Des promesses pour l’animation temps réel
Côté animation, les premiers exemples de séries confiées à des studios de jeu vidéo permettent de jauger la qualité du rendu temps réel pour un débouché audiovisuel. “Sans rivaliser avec le précalculé, ce nouvel équilibre entre qualité et productivité commence à justifier sa place dans certains types d’exploitation”, estime Joëlle Caroline. En revanche, les expertises qu’il requiert en ingénierie informatique ne sont pas encore maîtrisées par les purs studios d’animation.
Il est donc tentant de se projeter vers des collaborations plus étroites entre les deux filières, le partage de compétences communes et une convergence de fait.
“Les outils temps réel, la génération procédurale et l’IA générative créent une circulation entre l’univers des contenus linéaires et celui du jeu vidéo. Pour les professionnels de demain, créatifs ou informatiques voire de gestion de projet, des débouchés devraient s’ouvrir indifféremment dans ces deux univers assez proches.”
Julien Villedieu
La convergence sur un plateau grâce à la production virtuelle ?
Les moteurs temps réel, en particulier Unreal, sont également à l’origine d’une des évolutions du tournage ces dernières années : la production virtuelle et ses écrans LED géants sur lesquels des décors réalistes animés viennent remplacer les fonds verts. De nouveaux métiers naissent ainsi au croisement de la prise de vue réelle, de l’animation 3D, et des moteurs temps réel pour la fusion directe de ces différentes sources sur des plateaux en même temps physiques et virtuels.
La maturité de ces techniques n’est toutefois pas encore atteinte, témoigne Baptiste Heynemann, “et une séparation des compétences reste en général de mise entre les studios de VFX qui réalisent les fonds – ou plates – à intégrer sur les murs LED, et les prestataires de plateaux virtuels.” Mais dans un contexte marqué par la nécessité de produire plus vite, sans perte de qualité et à moindre coût énergétique, on peut penser que ces nouveaux savoir-faire transversaux sont aussi une compétence d’avenir.
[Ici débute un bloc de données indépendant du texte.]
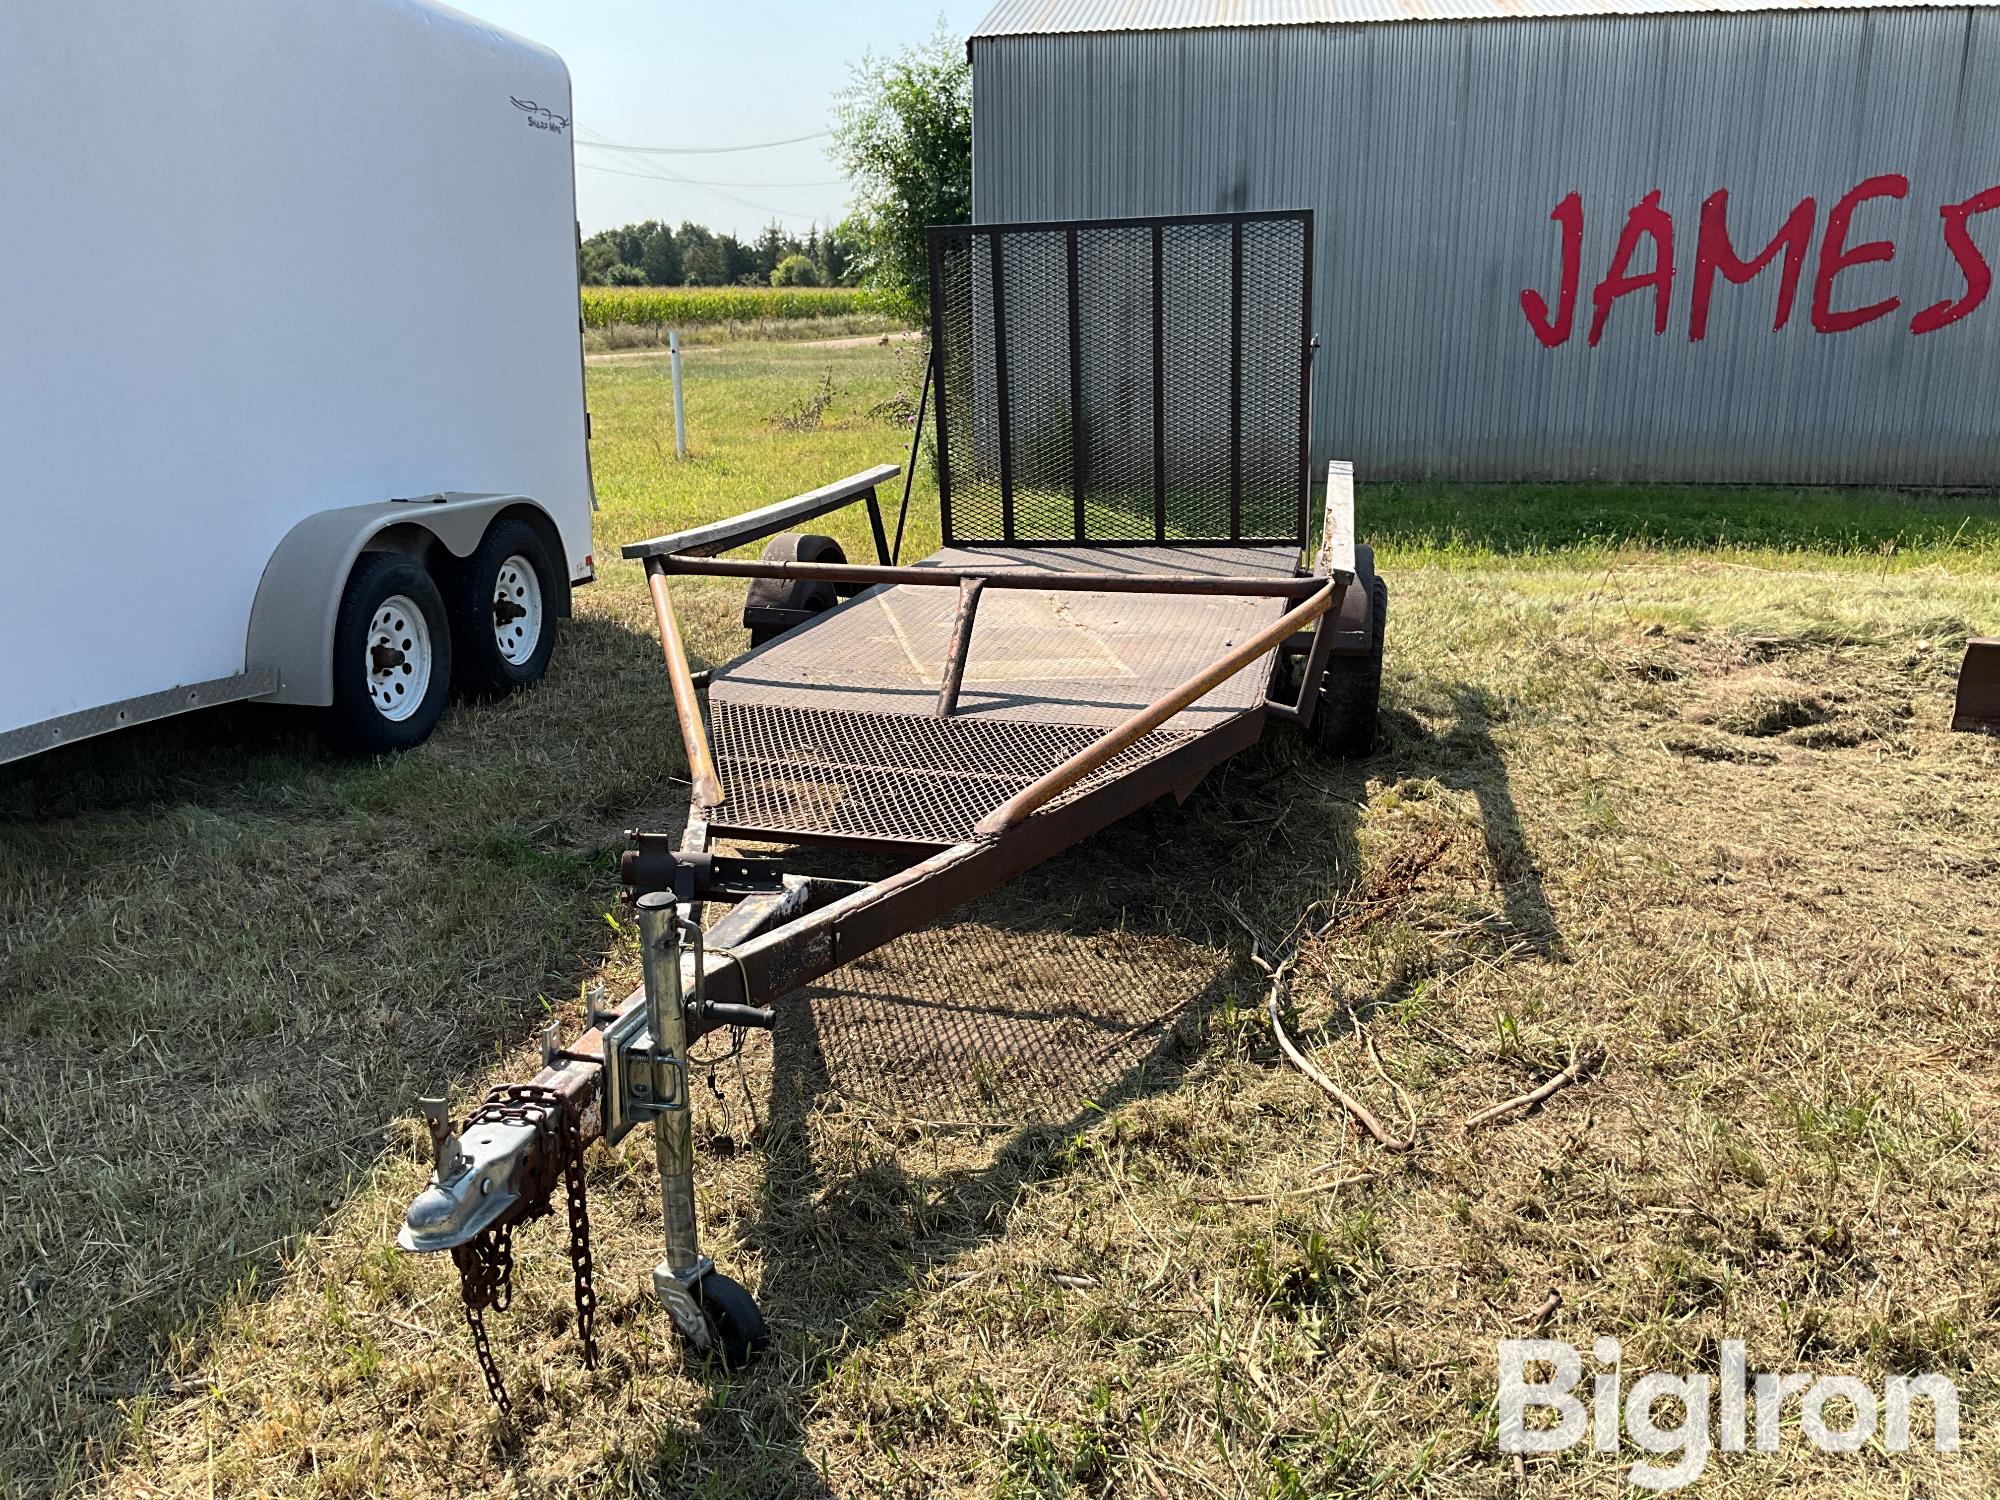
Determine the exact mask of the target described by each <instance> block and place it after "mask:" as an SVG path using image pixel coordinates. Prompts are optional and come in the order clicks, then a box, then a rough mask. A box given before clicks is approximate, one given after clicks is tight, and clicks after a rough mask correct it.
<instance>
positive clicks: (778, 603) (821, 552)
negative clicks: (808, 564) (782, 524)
mask: <svg viewBox="0 0 2000 1500" xmlns="http://www.w3.org/2000/svg"><path fill="white" fill-rule="evenodd" d="M846 560H848V554H846V550H844V548H842V546H840V542H836V540H834V538H832V536H806V534H804V532H786V534H784V536H774V538H770V540H768V542H766V544H764V562H846ZM850 592H852V590H850ZM838 594H840V590H838V588H836V586H834V584H830V582H826V580H824V578H756V580H752V584H750V592H746V594H744V628H746V630H748V632H750V644H752V646H762V644H764V642H768V640H776V638H778V636H782V634H784V632H786V630H790V628H792V626H798V624H804V622H806V620H810V618H812V616H814V614H824V612H826V610H830V608H834V604H836V602H838Z"/></svg>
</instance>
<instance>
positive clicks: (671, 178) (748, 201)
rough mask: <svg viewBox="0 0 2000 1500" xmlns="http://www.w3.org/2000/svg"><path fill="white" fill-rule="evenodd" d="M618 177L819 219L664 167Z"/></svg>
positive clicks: (600, 170)
mask: <svg viewBox="0 0 2000 1500" xmlns="http://www.w3.org/2000/svg"><path fill="white" fill-rule="evenodd" d="M578 144H580V146H588V144H590V142H578ZM584 166H590V164H588V162H584ZM596 170H600V172H604V170H610V168H596ZM620 176H628V178H652V180H654V182H670V184H674V186H676V188H698V190H700V192H710V194H714V196H716V198H728V200H730V202H732V204H742V206H744V208H756V210H758V212H760V214H776V216H778V218H804V220H814V222H816V220H818V218H820V216H818V214H800V212H796V210H792V208H778V206H776V204H760V202H756V200H754V198H740V196H736V194H734V192H728V190H726V188H710V186H704V184H700V182H696V180H694V178H684V176H680V174H678V172H668V170H666V168H664V166H660V168H654V170H650V172H622V174H620Z"/></svg>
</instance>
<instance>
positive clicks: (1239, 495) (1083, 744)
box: [708, 210, 1312, 846]
mask: <svg viewBox="0 0 2000 1500" xmlns="http://www.w3.org/2000/svg"><path fill="white" fill-rule="evenodd" d="M930 274H932V298H930V300H932V346H934V354H936V362H938V364H936V422H938V426H936V432H938V492H940V512H942V516H940V518H942V528H944V540H946V548H944V550H942V552H938V554H936V556H934V558H930V560H928V562H930V564H938V566H952V568H982V566H984V568H1010V566H1036V568H1070V570H1082V572H1188V574H1260V576H1294V574H1296V572H1298V562H1300V554H1302V550H1304V542H1306V496H1308V470H1306V464H1308V434H1310V420H1312V400H1310V368H1312V322H1310V314H1312V214H1310V212H1304V210H1294V212H1268V214H1208V216H1176V218H1132V220H1078V222H1070V224H980V226H968V228H940V230H932V232H930ZM952 608H954V600H952V592H950V590H934V588H910V586H900V588H870V590H866V592H862V594H860V596H856V598H852V600H848V602H844V604H840V606H838V608H834V610H832V612H828V614H824V616H820V618H818V620H814V622H812V624H808V626H804V628H800V630H794V632H788V634H784V636H780V638H778V640H774V642H772V644H768V646H764V648H760V650H756V652H750V654H748V656H744V658H740V660H736V662H732V664H728V666H726V668H720V670H716V672H714V676H712V680H710V692H708V706H710V726H712V732H714V748H716V764H718V770H720V776H722V784H724V796H726V800H724V806H722V808H718V816H716V820H714V828H716V830H718V832H726V834H734V836H746V838H776V840H796V838H830V840H856V842H860V840H868V842H900V844H928V846H940V844H954V842H960V840H964V838H970V836H972V826H974V824H976V822H978V820H980V818H982V816H984V814H986V812H992V810H994V808H996V806H1000V804H1002V802H1006V800H1008V798H1010V796H1014V794H1016V792H1020V790H1024V788H1026V786H1030V784H1032V782H1034V780H1038V778H1040V776H1042V774H1044V772H1048V770H1054V768H1056V766H1058V764H1062V760H1066V758H1068V756H1070V754H1074V752H1078V750H1082V748H1084V746H1088V744H1090V742H1092V740H1096V738H1098V736H1100V734H1102V732H1104V730H1108V728H1112V726H1114V724H1118V722H1122V720H1124V718H1126V716H1130V714H1134V712H1138V710H1142V708H1146V704H1152V702H1156V700H1158V698H1160V696H1164V694H1166V692H1170V690H1172V688H1176V686H1178V684H1180V682H1184V680H1188V678H1190V676H1192V674H1194V672H1198V670H1202V668H1204V666H1208V664H1210V662H1214V660H1216V658H1220V656H1224V654H1226V652H1228V648H1230V646H1234V644H1238V642H1242V640H1244V638H1248V636H1250V634H1256V630H1260V628H1262V626H1264V624H1268V622H1270V620H1274V618H1276V616H1278V614H1282V612H1284V608H1286V604H1284V602H1282V600H1276V598H1244V596H1228V598H1220V596H1216V598H1202V596H1172V594H1082V592H1074V594H1054V592H1048V594H1044V592H1034V590H988V592H986V598H984V602H982V604H980V614H978V626H976V630H974V636H972V650H970V658H968V666H966V676H964V688H962V694H960V700H958V708H956V712H954V714H952V716H950V718H938V716H936V708H934V704H936V692H938V682H940V670H942V658H944V652H946V646H948V640H950V618H952ZM1264 686H1266V674H1264V672H1260V670H1248V672H1242V674H1238V676H1236V678H1232V680H1228V682H1224V684H1222V686H1220V688H1216V690H1214V692H1210V694H1208V696H1204V698H1202V700H1200V702H1196V704H1192V706H1190V708H1188V710H1184V712H1180V714H1176V716H1174V718H1172V720H1168V722H1166V724H1162V726H1160V728H1158V730H1156V732H1154V734H1150V736H1146V738H1144V740H1140V742H1138V744H1134V746H1132V748H1130V750H1126V752H1124V754H1122V756H1118V758H1116V760H1114V762H1112V764H1108V766H1106V768H1102V770H1100V772H1096V774H1094V776H1092V778H1088V780H1086V782H1082V784H1080V786H1076V788H1072V790H1070V792H1068V794H1064V798H1062V800H1070V798H1076V796H1086V794H1088V792H1090V790H1094V788H1098V786H1102V784H1104V782H1106V780H1112V778H1118V776H1122V774H1132V772H1134V770H1138V768H1142V766H1144V764H1148V762H1152V760H1156V758H1160V756H1164V754H1168V752H1172V750H1176V748H1178V746H1182V744H1186V742H1188V740H1190V738H1194V736H1200V734H1206V732H1210V730H1214V728H1218V726H1220V724H1222V722H1226V720H1232V718H1238V716H1242V714H1252V712H1258V708H1260V704H1262V698H1264ZM1054 806H1060V800H1058V804H1052V808H1054Z"/></svg>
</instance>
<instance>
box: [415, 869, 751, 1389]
mask: <svg viewBox="0 0 2000 1500" xmlns="http://www.w3.org/2000/svg"><path fill="white" fill-rule="evenodd" d="M632 838H634V848H632V852H630V854H626V858H624V862H622V874H624V878H626V884H628V892H630V894H632V896H634V902H632V906H634V912H636V916H638V932H640V972H642V976H644V996H646V1000H644V1004H642V1006H628V1008H626V1010H622V1012H618V1014H600V1012H598V1010H596V1006H594V1004H592V1008H590V1016H588V1026H590V1034H594V1036H596V1038H598V1048H600V1050H592V1052H572V1050H566V1048H562V1046H558V1044H556V1040H554V1028H552V1030H550V1032H548V1034H544V1038H542V1062H544V1066H550V1068H556V1066H566V1064H584V1066H588V1068H592V1070H594V1072H596V1074H598V1090H596V1102H598V1130H600V1132H602V1136H604V1142H606V1144H608V1146H614V1144H618V1142H620V1140H624V1136H628V1134H630V1132H632V1130H634V1128H638V1126H642V1124H652V1130H654V1156H656V1160H658V1168H660V1218H662V1224H664V1240H666V1254H664V1258H662V1260H660V1264H658V1266H654V1272H652V1288H654V1294H656V1296H658V1298H660V1304H662V1306H664V1308H666V1312H668V1316H670V1318H672V1322H674V1328H676V1330H678V1332H680V1336H682V1338H686V1340H688V1344H692V1346H694V1348H696V1350H698V1352H702V1354H706V1356H712V1358H718V1360H720V1362H722V1364H724V1366H728V1368H736V1366H740V1364H744V1362H746V1360H750V1356H752V1354H756V1352H758V1350H762V1348H764V1346H766V1344H768V1342H770V1336H768V1332H766V1328H764V1318H762V1314H760V1312H758V1308H756V1302H754V1300H752V1298H750V1294H748V1292H746V1290H744V1288H742V1286H740V1284H736V1282H734V1280H730V1278H728V1276H724V1274H722V1272H718V1270H716V1264H714V1260H710V1258H708V1256H704V1254H702V1250H700V1234H698V1226H696V1212H694V1134H692V1092H690V1088H688V1082H690V1080H688V1046H690V1044H692V1042H696V1040H700V1038H702V1036H706V1034H708V1032H712V1030H720V1028H724V1026H736V1028H744V1026H758V1028H766V1030H768V1028H770V1026H772V1024H774V1020H776V1018H774V1014H772V1012H770V1010H762V1008H758V1006H746V1004H726V1002H718V1004H712V1002H710V1000H708V994H706V952H704V936H702V928H700V924H698V922H694V920H692V916H690V912H692V910H694V904H696V902H700V900H706V898H738V900H740V898H748V896H760V898H764V900H766V902H772V904H782V902H784V900H786V886H784V878H782V874H780V872H778V870H776V866H768V864H756V862H750V860H722V858H712V856H708V854H676V852H672V848H670V846H668V842H666V840H664V838H656V836H650V834H634V836H632ZM420 1104H422V1110H424V1118H426V1122H428V1124H430V1140H432V1160H434V1164H432V1174H430V1184H428V1186H426V1188H424V1190H422V1192H420V1194H418V1196H416V1200H414V1202H412V1204H410V1208H408V1212H406V1216H404V1226H402V1230H400V1232H398V1236H396V1240H398V1244H402V1248H404V1250H416V1252H432V1250H450V1252H452V1260H454V1262H456V1264H458V1272H460V1290H462V1294H464V1304H466V1322H468V1326H470V1328H472V1340H474V1350H476V1354H478V1360H480V1372H482V1374H484V1376H486V1388H488V1394H490V1396H492V1398H494V1402H496V1404H498V1406H500V1408H502V1410H510V1400H508V1392H506V1382H504V1380H502V1378H500V1372H498V1368H496V1364H494V1358H492V1350H490V1344H488V1338H486V1326H484V1312H486V1308H494V1310H500V1312H504V1310H506V1306H508V1300H510V1296H512V1264H514V1248H512V1236H514V1228H516V1226H518V1224H524V1222H528V1220H534V1218H542V1216H544V1214H548V1212H550V1198H552V1192H554V1184H556V1178H558V1176H562V1178H564V1180H566V1184H568V1206H570V1262H572V1268H574V1276H576V1318H578V1334H580V1336H582V1340H584V1364H586V1366H592V1368H594V1366H596V1340H594V1336H592V1322H594V1310H596V1294H594V1288H592V1262H590V1218H588V1208H586V1202H584V1172H582V1124H584V1122H582V1118H580V1116H582V1114H584V1108H582V1102H580V1096H576V1094H568V1092H564V1090H560V1088H546V1086H538V1084H512V1086H506V1088H498V1090H494V1092H492V1094H490V1096H488V1098H486V1102H484V1104H480V1106H478V1108H476V1110H474V1112H472V1114H470V1116H468V1118H466V1124H464V1126H462V1128H458V1130H454V1128H452V1122H450V1116H448V1114H446V1110H444V1100H422V1102H420Z"/></svg>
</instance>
Se préparer, c’est agir maintenant
Les moteurs temps réel, en particulier Unreal, sont également à l’origine d’une des évolutions du tournage ces dernières années : la production virtuelle Avant d’approfondir ces sujets dans la suite de cette série d’articles, retenons la conclusion de Stéphane Natkin : « Les processus de production passent de systèmes linéaires à des processus itératifs issus de l’informatique, et ces transformations vont se généraliser et se complexifier”. Si les moteurs temps réel ou l’IA en sont le déclencheur, “la mutation qu’ils induisent sur la relation à la production et aux objets est encore plus profonde.”
Cela signifie qu’on ne peut plus penser les compétences en s’en tenant à l’état de l’art, c’est-à-dire à ce qui existe aujourd’hui. Il faut penser et agir en vue de ce qui advient. Les forces de transformation technologiques actuellement à l’œuvre concernent les outils eux-mêmes, ce qui leur confère une capacité d’impact majeure qu’il faut anticiper dès maintenant.